Sooner or later, one must tire of such a life, devoid of all feeling. Five-star hotels and restaurants, fortunes in every currency accumulating in numbered accounts, the latest model of luxury automobile, beautiful plastic dolled-up women: one must tire of all this, and of one’s own self. At the same time, there is no outlet for one’s anger, and no way out of this fake world.

But Sherif, unlike the other members of that crowd, managed to make the decision to shake off its anxiety, anger, and tedium. To leave such a world was like stepping out of a dream to fall headlong into cruel reality. The first step to leaving it was dissolving his business interests with his partners. The financial loss was devastating, but he had made a decision and there was no going back.
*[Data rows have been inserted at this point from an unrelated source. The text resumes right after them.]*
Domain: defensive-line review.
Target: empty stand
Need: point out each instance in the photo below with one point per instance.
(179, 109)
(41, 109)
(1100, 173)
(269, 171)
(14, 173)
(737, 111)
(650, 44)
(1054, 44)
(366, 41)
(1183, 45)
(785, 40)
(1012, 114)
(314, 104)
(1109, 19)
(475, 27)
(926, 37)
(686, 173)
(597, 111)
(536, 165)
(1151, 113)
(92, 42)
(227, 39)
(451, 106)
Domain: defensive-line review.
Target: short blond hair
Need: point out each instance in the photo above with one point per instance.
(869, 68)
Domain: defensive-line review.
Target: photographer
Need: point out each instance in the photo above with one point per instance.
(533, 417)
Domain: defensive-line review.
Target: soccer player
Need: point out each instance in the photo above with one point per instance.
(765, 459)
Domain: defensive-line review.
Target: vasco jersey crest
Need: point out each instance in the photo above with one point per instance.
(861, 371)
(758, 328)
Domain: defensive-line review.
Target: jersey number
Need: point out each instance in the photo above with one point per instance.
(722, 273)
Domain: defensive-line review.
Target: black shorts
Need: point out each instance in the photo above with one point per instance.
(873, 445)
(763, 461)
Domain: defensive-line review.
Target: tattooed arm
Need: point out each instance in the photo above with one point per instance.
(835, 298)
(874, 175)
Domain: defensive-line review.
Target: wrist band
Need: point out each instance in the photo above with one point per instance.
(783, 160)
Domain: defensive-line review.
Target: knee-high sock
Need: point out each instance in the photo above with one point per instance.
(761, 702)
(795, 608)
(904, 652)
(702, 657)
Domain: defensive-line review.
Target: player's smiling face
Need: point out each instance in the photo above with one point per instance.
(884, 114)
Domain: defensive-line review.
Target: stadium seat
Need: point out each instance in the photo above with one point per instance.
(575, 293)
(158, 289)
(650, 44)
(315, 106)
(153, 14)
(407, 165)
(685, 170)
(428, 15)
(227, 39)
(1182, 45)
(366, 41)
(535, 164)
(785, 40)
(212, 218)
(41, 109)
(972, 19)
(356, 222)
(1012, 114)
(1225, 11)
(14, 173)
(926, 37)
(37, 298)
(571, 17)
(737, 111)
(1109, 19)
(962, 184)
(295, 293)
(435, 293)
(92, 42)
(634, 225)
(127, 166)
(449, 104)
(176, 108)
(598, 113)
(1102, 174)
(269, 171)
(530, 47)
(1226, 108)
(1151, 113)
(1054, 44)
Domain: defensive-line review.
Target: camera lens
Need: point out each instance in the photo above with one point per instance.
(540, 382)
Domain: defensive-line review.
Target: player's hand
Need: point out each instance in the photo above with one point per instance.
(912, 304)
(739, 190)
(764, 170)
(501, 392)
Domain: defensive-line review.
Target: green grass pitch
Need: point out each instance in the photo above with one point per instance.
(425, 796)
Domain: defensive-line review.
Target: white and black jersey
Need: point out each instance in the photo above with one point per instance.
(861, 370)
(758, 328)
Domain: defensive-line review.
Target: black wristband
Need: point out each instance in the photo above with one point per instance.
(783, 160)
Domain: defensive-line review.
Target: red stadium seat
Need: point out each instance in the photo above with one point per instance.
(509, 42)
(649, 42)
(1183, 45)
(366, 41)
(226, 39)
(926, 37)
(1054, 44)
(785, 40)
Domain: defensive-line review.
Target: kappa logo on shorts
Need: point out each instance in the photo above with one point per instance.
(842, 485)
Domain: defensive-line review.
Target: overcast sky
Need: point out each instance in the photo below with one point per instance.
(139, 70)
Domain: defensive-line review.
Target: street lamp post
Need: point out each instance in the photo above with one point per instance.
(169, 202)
A few months before his decision, something had happened that had affected him deeply, and fueled the fires of his unease. He traveled a great deal for the company in order to assess the worth of historical and ancient sites for purchase and refurbishment as hotels. The company had recently put in bids for various properties in Britain, France, and Greece, as well as in Istanbul, Cairo, Damascus, and Baghdad. His current trip, to a place called Konya, was not the first time he had visited Turkey, for he had been there several times and was very fond of it. He loved everything about the country: the climate, the geography, the history, the streets, the architecture, and the friendly people. Whenever he felt he needed a change of scene, it was the first place he would go. Although he was a regular at the Bosporus Hilton, which commanded a breathtaking view of the river it was named after, in Turkey he felt he could escape the pressure of social status and walk through the narrow streets and alleyways, his mind at ease at last.